Article in The Albuquerque Tribune: Los Ranchos fears overdevelopment

Eighteen years ago, June Gonzales moved to Los Ranchos de Albuquerque for its quiet, semi-rural character.

Now she worries that the tranquility she cherishes is threatened by longstanding plans for a residential and commercial center at Fourth Street Northwest and Osuna Road.

Village leaders have some of the same concerns, and they held a public meeting Wednesday night to discuss altering zoning regulations that were approved in the past but now are being questioned.

The regulations would allow a mix of businesses and residences long envisioned as a thriving destination vital to the village’s future.

But the potential development could go too far, some Los Ranchos residents have come to realize.

“We don’t want high-density development to be put into those existing neighborhoods,” said Terry Nighbert, planning and zoning director for Los Ranchos. “We’re trying to put it back to a village scale.”

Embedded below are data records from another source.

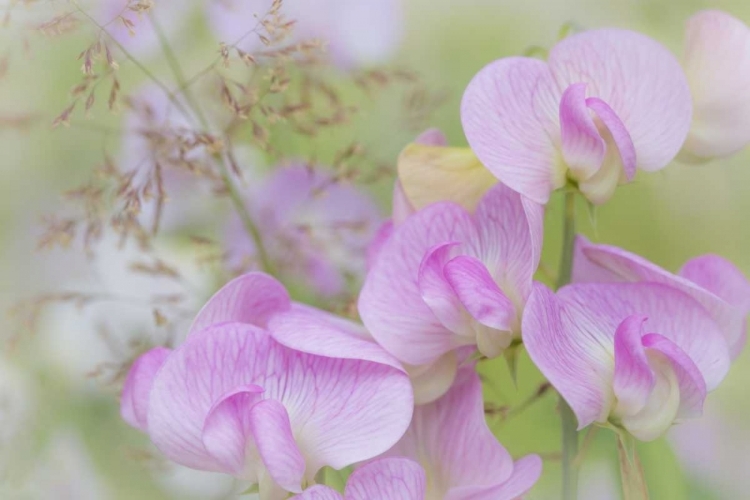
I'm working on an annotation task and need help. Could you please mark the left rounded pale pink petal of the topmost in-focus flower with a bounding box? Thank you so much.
[461,57,560,203]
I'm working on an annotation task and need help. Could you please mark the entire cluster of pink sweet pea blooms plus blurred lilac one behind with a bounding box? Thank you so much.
[114,6,750,500]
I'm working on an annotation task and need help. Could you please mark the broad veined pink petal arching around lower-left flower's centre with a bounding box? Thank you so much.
[148,323,413,477]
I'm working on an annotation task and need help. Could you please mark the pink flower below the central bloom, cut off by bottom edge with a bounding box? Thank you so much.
[386,366,542,500]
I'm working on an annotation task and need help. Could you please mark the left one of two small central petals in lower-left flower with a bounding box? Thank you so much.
[202,385,263,480]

That means exempting six homes along Willow Road Northwest – one of them belonging to Gonzales – from the Village Center Zone and reducing the zone’s size.

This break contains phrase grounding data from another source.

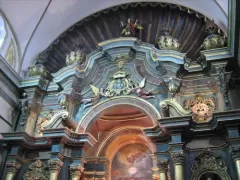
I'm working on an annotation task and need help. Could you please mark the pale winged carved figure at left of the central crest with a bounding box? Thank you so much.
[81,85,106,109]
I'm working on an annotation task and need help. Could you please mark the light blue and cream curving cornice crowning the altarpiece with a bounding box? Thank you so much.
[52,38,185,87]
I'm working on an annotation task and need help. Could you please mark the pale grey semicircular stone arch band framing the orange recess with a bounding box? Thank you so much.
[76,96,161,133]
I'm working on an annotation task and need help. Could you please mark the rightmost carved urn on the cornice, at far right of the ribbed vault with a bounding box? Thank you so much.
[202,21,227,50]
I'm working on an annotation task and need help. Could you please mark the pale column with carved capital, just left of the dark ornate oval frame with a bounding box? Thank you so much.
[171,151,184,180]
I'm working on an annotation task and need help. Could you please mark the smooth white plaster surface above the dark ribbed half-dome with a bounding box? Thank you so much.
[0,0,228,73]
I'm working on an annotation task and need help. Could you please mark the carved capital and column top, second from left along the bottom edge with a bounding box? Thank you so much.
[48,160,63,180]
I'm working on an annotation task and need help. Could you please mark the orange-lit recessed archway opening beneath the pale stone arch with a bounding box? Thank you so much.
[84,104,156,180]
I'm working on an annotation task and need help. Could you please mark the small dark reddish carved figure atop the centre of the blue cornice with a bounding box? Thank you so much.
[120,18,143,36]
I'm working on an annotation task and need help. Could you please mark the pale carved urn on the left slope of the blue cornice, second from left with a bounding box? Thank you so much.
[66,44,86,65]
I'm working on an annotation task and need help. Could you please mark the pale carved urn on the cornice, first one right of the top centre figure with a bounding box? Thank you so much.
[157,28,181,51]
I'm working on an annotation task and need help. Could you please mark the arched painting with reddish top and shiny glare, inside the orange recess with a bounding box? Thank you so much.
[111,144,153,180]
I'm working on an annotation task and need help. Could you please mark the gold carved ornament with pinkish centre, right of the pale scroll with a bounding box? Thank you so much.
[184,95,216,123]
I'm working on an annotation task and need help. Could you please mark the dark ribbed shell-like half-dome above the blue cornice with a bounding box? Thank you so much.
[38,3,218,72]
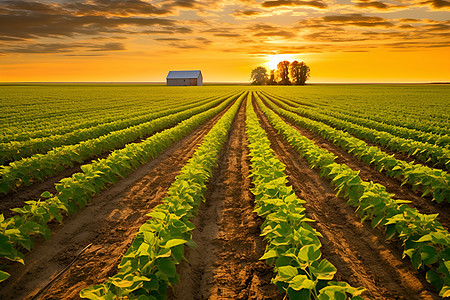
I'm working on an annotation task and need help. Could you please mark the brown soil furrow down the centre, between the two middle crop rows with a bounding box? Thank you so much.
[168,98,282,299]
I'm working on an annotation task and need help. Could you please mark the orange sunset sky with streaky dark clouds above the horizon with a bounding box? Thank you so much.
[0,0,450,83]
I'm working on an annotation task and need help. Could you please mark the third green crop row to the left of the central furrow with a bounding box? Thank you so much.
[0,98,232,194]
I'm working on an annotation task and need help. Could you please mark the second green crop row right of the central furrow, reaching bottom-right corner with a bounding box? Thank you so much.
[257,94,450,297]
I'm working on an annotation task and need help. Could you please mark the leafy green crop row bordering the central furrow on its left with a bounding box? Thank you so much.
[80,90,246,299]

The zone is the area identified for development. Thirteen acres of private land within the zone are on the east side of Fourth Street Northwest between Osuna and Willow.

The zone would develop differently than a standard commercial zone. That worries residents, even with a proposal to ensure their homes don’t fall within its regulatory reach.

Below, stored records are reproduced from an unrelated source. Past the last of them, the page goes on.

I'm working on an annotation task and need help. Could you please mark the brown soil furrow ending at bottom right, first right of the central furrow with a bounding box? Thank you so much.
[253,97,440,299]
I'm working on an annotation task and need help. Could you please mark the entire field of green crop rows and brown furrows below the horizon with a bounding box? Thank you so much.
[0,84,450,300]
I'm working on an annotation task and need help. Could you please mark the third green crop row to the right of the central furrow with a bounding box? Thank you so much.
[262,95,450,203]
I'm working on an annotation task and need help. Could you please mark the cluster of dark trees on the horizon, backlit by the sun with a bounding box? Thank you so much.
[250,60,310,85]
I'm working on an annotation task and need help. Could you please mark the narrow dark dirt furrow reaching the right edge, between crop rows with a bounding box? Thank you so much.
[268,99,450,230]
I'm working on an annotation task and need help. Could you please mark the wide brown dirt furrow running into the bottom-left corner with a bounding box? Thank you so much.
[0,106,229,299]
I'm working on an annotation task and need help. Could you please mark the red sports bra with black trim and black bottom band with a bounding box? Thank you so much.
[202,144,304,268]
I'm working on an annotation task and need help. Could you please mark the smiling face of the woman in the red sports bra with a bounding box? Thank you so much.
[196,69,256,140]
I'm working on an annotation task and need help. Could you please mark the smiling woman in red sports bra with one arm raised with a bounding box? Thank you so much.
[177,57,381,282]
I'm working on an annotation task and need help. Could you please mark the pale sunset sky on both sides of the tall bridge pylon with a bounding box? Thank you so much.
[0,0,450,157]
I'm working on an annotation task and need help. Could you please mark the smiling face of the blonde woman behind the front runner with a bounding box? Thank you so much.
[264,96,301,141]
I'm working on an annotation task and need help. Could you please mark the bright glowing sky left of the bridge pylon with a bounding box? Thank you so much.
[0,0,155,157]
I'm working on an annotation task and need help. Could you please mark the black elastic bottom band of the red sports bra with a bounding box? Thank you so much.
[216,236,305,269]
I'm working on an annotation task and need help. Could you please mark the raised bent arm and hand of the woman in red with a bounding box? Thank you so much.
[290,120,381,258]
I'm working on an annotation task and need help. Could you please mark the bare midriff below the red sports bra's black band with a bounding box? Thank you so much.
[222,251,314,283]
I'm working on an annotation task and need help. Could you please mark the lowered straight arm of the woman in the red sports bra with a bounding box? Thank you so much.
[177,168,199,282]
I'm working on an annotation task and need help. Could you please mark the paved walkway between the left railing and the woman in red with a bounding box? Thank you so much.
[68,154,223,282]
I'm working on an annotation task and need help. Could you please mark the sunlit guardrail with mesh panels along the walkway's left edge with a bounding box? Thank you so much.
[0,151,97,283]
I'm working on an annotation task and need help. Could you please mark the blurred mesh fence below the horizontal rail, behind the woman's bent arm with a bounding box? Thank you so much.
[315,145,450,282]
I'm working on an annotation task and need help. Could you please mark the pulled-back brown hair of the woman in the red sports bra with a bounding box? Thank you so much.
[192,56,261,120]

For one, it allows more “dwelling units” – think apartments – per acre in the Village Center than a standard commercial zone in Los Ranchos. Nighbert said 12 to 22 dwelling units are allowed under the existing regulations, whereas the standard in other village commercial zones in just six.

An apartment building is the last thing Gonzales wants to see near her home.

“Our space is mellow and mature,” she said. “Apartments would be just too much. Too many cars, too much music, too many late hours.”

It would create additional congestion near Fourth Street, which is already busy, Gonzales said, adding that it could drive away the roadrunners and other fauna she enjoys.

She’s more open to bringing additional businesses with green spaces as a buffer between them and nearby neighborhoods.

Cindy Sylvester, whose home is also being considered for exemption from the Village Center Zone regulations, said if Los Ranchos officials assured an apartment building would not go up, it would be easier to find support for the proposed development.

“I personally don’t think we need any more shopping on Fourth Street,” Sylvester said. “Making this village within a village . . . it’s in opposition to the rural aspects of our neighborhood.”

Nighbert said the village would consider altering the zoning regulations in numerous ways to ensure higher-density development doesn’t severely impact residential neighborhoods.

That could include increasing the size of the buffer zone between commercial and residential properties, limiting the height of buildings or disallowing any tall apartment buildings near the homes along Willow Road.

However, any decisions will have to wait until next week, when the village holds a public hearing on alterations to the Village Center Zone. Depending on how that goes, Nighbert said, an approval of the changes could come in a few weeks, a few months, or never.

Los Ranchos Mayor Larry Abraham said a mixed-use village center has been been a dream for 15 years.

He said there are no proposals to undertake the project yet, but he wants to make sure the area is as appealing as possible for developers, but also addresses the concerns of residents. Modifying the Village Center Zone is part of that effort.

“The zoning has not been consistent,” he said. “All we’re doing is trying to streamline the Village Center Zone so when development does come in, it makes sense and it fits in.”